Why Google's Bigtable Referred as a Nosql Database

Why Google's BigTable referred as a NoSQL database?

NoSQL is an umbrella term for all the databases that are different from 'the standard' SQL databases, such as MySQL, Microsoft SQL Server and PostgreSQL.

These 'standard' SQL databases are all relational databases, feature the SQL query language and adhere to the ACID properties. These properties basically boil down to consistency.

A NoSQL database is different because it doesn't support one or more of these key features of the so-called 'SQL databases':

  • Consistency
  • Relational data
  • SQL language

Most of these features go hand in hand.

Consistency

Consistency is where most NoSQL databases differ from SQL databases. You can pull the plug from a SQL database and it will make sure your data is still consistent and uncorrupted. NoSQL databases tend to sacrifice this consistency for better scalability. Google's Bigtable also does this.

Relational data

SQL databases revolve around normalized, relational data. The database ensures that these relations stay valid and consistent, no matter what you throw at it. NoSQL databases usually don't support relations, because they don't support the consistency to enforce these relations. Also, relational data is bad for performance when the data is distributed across several servers.

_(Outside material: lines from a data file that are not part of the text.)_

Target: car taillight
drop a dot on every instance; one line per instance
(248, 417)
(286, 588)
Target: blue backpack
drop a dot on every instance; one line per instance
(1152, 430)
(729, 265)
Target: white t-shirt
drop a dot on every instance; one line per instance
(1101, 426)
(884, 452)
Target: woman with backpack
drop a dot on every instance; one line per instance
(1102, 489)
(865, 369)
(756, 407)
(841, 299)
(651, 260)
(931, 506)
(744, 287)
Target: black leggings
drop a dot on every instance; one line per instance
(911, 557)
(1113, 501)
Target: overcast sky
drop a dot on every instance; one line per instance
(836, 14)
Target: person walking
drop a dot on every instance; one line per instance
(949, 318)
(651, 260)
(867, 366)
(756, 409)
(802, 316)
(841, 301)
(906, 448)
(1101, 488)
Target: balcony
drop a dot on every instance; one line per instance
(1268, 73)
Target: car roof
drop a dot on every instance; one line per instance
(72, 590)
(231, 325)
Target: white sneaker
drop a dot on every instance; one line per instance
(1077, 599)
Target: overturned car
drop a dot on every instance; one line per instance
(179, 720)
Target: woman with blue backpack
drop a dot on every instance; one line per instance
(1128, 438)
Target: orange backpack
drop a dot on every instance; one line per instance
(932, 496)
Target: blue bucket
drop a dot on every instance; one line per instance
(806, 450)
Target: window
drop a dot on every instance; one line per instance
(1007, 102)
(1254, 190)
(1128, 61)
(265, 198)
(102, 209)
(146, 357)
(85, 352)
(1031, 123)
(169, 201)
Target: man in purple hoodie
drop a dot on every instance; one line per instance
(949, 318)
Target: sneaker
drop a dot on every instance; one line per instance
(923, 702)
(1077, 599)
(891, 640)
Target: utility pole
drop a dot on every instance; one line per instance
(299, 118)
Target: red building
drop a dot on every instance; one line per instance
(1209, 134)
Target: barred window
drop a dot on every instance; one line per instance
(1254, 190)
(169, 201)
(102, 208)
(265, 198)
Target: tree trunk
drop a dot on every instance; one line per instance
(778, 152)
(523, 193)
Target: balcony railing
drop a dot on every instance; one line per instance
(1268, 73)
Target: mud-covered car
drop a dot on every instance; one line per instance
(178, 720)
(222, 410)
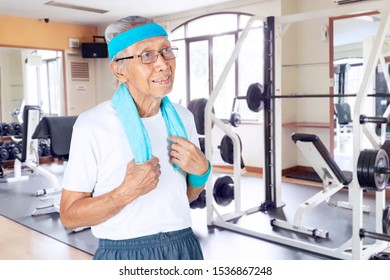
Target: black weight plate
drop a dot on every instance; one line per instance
(220, 189)
(363, 170)
(386, 220)
(381, 161)
(253, 97)
(386, 147)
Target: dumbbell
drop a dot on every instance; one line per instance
(3, 152)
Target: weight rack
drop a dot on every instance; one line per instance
(273, 32)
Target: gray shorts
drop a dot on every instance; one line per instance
(176, 245)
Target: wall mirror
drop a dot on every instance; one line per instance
(30, 76)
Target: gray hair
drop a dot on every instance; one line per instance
(122, 25)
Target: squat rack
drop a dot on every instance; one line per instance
(274, 28)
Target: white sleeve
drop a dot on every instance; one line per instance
(81, 169)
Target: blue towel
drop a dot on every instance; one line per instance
(137, 136)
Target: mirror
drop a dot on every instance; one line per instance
(33, 77)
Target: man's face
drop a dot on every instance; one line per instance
(154, 79)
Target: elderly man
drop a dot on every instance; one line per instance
(135, 162)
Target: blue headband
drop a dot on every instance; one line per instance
(133, 35)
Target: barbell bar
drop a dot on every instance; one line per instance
(255, 96)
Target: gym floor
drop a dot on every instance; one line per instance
(27, 238)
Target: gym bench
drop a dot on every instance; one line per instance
(333, 180)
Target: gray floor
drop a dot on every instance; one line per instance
(17, 202)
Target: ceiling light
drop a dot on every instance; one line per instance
(75, 7)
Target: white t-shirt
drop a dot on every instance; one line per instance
(98, 157)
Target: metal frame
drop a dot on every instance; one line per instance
(352, 248)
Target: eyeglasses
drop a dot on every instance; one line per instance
(152, 56)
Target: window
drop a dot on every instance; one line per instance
(44, 81)
(205, 46)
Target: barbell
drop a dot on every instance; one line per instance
(373, 169)
(256, 96)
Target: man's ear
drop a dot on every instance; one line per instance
(114, 66)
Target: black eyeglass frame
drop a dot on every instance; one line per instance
(158, 52)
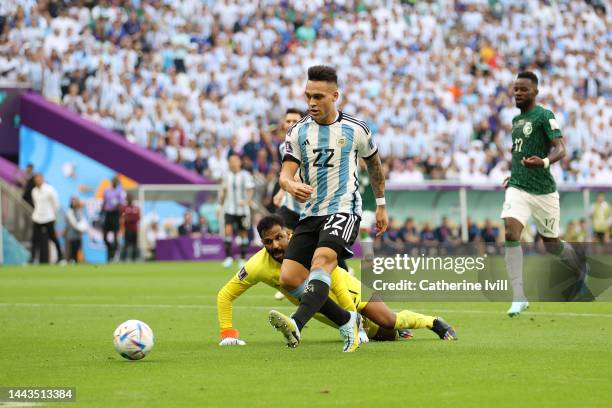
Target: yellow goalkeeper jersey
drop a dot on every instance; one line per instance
(345, 289)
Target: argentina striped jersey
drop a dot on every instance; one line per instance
(328, 157)
(236, 186)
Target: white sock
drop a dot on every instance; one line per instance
(514, 267)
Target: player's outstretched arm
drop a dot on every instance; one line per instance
(377, 181)
(232, 290)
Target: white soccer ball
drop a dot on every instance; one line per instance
(133, 339)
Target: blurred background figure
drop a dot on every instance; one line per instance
(187, 228)
(113, 199)
(130, 217)
(28, 184)
(76, 225)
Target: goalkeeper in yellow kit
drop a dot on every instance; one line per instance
(380, 322)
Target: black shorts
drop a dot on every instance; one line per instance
(291, 218)
(335, 231)
(238, 222)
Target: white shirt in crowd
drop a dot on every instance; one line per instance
(46, 204)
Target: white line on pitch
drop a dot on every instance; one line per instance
(182, 306)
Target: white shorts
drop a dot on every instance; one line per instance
(544, 208)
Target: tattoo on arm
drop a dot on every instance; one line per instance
(557, 150)
(377, 178)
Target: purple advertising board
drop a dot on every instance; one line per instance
(208, 248)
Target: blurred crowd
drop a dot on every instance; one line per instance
(196, 80)
(486, 235)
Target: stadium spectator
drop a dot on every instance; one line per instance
(28, 184)
(130, 219)
(46, 207)
(154, 232)
(167, 56)
(203, 227)
(76, 225)
(490, 236)
(113, 200)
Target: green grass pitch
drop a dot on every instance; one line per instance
(57, 324)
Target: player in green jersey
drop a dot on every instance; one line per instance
(531, 190)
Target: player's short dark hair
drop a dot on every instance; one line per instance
(322, 73)
(529, 75)
(268, 222)
(294, 110)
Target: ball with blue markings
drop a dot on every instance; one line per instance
(133, 339)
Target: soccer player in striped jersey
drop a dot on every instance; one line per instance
(531, 189)
(236, 199)
(325, 147)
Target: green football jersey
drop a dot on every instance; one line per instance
(532, 133)
(366, 192)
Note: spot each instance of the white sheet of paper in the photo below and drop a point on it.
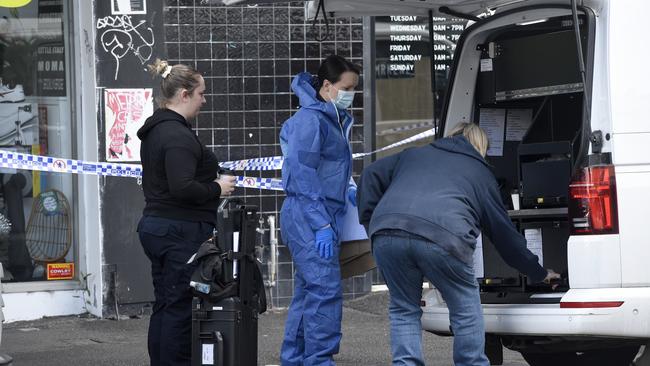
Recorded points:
(350, 227)
(478, 258)
(493, 121)
(207, 354)
(534, 243)
(235, 248)
(518, 122)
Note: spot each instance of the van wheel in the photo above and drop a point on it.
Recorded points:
(622, 356)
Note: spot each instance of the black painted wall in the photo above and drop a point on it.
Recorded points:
(123, 48)
(248, 56)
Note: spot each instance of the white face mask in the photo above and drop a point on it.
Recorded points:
(343, 98)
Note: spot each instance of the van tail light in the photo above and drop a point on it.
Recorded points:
(592, 201)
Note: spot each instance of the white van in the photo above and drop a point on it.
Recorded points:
(571, 144)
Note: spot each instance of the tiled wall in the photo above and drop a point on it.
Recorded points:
(248, 56)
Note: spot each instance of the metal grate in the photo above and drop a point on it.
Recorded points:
(49, 235)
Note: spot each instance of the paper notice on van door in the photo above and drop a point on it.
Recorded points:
(478, 258)
(518, 122)
(534, 243)
(493, 121)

An exception are graph databases. These are considered NoSQL databases, but do feature relational data. In fact, that's what they're all about!

SQL language

The SQL language was designed especially for relational databases, the so-called 'SQL databases'. Since most NoSQL databases are very different from relational databases, they don't have the need for SQL. Also, some NoSQL databases have features that simply cannot be expressed in SQL, thus requiring a different query language.

Last, but not least, NoSQL is simply a buzzword. It basically means 'anything but the old and trusty MySQL server in the attic', which includes a lot of alternative storage mechanisms. Even a simple text file can be considered a NoSQL solution :)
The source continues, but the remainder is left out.